Chapter 7 – Chapter 7
On December 7, 1941, Antoine appeared in Paul's art studio, where he was working on a painting.
"Where are your papers—your identity papers?"
"I don't know. Let me think. Why, I think my former lover last had them. Why are you asking?"
"Noell Giroux has them?" Antoine asked.
"Yes, I think so. I haven't had need to show them I've been here at the Ritz so long. But, you know Noell Giroux and that I lived with him before the captain?"
"Have you not heard the news. Japan has attacked the United States and war between them has been declared."
"So? No, I don't understand. Why are you so agitated, Antoine? This is bad news for the United States. But what does it have to do with France—or me, really?"
"Japan, Germany, and Italy are in a pact. Germany and Italy will declared war on the United States now. You won't be a neutral here. You'll be a belligerent. You haven't told the captain you're an American, have you?"
"It hasn't come up. I'm sure he thinks I'm French. My French isn't the greatest, but his is atrocious. He has no idea I speak it with an American accent. Nor do any of the other German military men here, I'm sure."
"Good. Then you must become French."
"I don't know how to do that," Paul said.
"I do. Come with me. We must see Frank Meier."
"The hotel's senior bartender?"
"Yes. Don't ask. Just come. Now."
"How the hell do you know all of these things?" Paul asked.
Antoine didn't answer that.
* * * *
Ten days before Christmas of 1942, Paul and Garren lay exhausted on the bed in Room 31 of the Ritz Paris. Paul had come back from a dance in the Imperial Suite, and Garren had made wild love to him. Paul's buttocks were glued to Garren's crotch, pinned there by Garren's buried cock. Paul's torso was otherwise twisted, his legs in the splits, with the ankle of his right leg lodged behind Garren's neck and the ankle of his left leg trapped between Garren's calves.
Garren released Paul from the demanding athletic position, pulled his body in to be stretched beside his own, and reaching over, opened the nightstand drawer and took out a packet covered by oilskin.
"Here. I want you to take this and use it when I leave for Berlin at the end of this visit. You can't fly back to Berlin with me, but this will get you safe conduct to Berlin. It's time. The war isn't going well. I fear we will lose Paris—that I may not be able to come back."
"What are you saying?" Paul asked.
"I'm saying I can't live without you. I may not be able to come back to Paris. I want you in Berlin with me."
Paul sucked in air. He was here with false papers now. He was an American, and the United States was at war with Germany. If Garren found out . . . if anyone else found out, the repercussions would be on Garren . . . his lover . . . his love.
"It can't be that bad."
* * * *
The book was all the rage in the summer of 1943—at least for underground reading. It had to be kept out of the reach of the Germans. Antoine volunteered to keep Paul's copy in his room, lest Garren see it, and Paul had readily agreed.
Antoine had seen it immediately, but then so had Paul. It was entitled The Collaborator and was set in Brussels' Hotel Metropole, the Belgian equivalent of the Ritz Paris. The previously unknown author was Hugh Lemaire. It was about a young American trapped in Belgium by the war and forced to go into prostitution, where he winds up living in the Hotel Metropole with a Gestapo lieutenant. The Americans contact him to spy on the Germans, but he is so lost to his officer that he spies for the Germans instead.
Neither Paul nor Antoine were fooled. They knew the book was about Paul and had been written in revenge by Michel Paquet because Paul had stopped letting Paquet fuck him. Paul had come a long way in understanding the danger of his liaison with Von Kaube, especially in the Ritz, as riddled with spies as it was. But now he was lost in the relationship. He wouldn't escape from it even if he could. He knew enough about the war to know that the Germans would lose, but he was a fatalist. He didn't care as long as he could be with Garren for as long as possible.

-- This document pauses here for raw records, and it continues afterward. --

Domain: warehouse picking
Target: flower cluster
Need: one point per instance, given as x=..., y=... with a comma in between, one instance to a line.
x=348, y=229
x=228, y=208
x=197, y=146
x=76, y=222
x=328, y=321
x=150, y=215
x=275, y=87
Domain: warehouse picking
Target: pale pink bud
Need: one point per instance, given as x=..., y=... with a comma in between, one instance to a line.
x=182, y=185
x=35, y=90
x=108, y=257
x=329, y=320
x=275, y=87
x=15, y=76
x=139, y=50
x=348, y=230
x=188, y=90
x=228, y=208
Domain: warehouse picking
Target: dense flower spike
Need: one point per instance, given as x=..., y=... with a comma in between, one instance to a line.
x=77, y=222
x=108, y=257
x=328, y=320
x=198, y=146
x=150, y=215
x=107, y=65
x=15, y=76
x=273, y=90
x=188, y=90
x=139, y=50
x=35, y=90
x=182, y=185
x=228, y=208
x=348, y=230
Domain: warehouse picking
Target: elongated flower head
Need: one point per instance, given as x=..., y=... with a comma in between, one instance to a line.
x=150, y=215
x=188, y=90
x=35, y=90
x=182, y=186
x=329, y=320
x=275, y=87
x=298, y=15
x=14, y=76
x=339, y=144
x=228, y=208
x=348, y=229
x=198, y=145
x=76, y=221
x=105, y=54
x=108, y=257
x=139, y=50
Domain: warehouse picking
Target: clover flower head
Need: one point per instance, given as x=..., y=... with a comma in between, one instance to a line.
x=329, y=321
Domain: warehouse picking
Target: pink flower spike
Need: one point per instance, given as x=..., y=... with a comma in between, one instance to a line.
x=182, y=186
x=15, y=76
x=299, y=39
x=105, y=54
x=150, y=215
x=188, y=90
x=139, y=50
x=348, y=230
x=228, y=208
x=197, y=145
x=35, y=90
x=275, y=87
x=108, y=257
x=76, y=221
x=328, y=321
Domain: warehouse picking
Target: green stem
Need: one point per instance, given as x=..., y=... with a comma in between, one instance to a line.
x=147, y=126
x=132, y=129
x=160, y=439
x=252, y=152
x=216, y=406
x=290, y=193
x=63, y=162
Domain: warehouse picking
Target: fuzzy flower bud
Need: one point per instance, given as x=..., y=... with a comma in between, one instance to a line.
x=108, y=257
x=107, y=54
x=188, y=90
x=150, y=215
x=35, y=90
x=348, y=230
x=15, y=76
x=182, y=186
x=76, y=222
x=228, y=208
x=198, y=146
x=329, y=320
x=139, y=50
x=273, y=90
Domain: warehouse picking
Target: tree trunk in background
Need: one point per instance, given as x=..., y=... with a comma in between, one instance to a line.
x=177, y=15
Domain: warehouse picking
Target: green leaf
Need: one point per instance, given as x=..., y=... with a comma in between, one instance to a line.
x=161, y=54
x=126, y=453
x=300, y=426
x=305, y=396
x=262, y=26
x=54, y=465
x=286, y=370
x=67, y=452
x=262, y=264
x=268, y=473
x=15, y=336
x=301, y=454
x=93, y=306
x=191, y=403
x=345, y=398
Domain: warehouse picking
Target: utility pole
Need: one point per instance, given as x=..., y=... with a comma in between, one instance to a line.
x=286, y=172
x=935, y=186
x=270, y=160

The book would be devastating to Paul if read by the wrong people. Both Paul and Antoine walked around as if treading on glass into the fall of 1943, but it didn't appear that anything would become of the book.
It certainly didn't encourage Paul to sleep with Paquet again, though, and Paquet became confused, quiet, and morose when Count Jan Bukowski's body was found floating in the Seine. More than once he asked Paul what he'd had to do with Bukowski's death, which, of course, was nothing.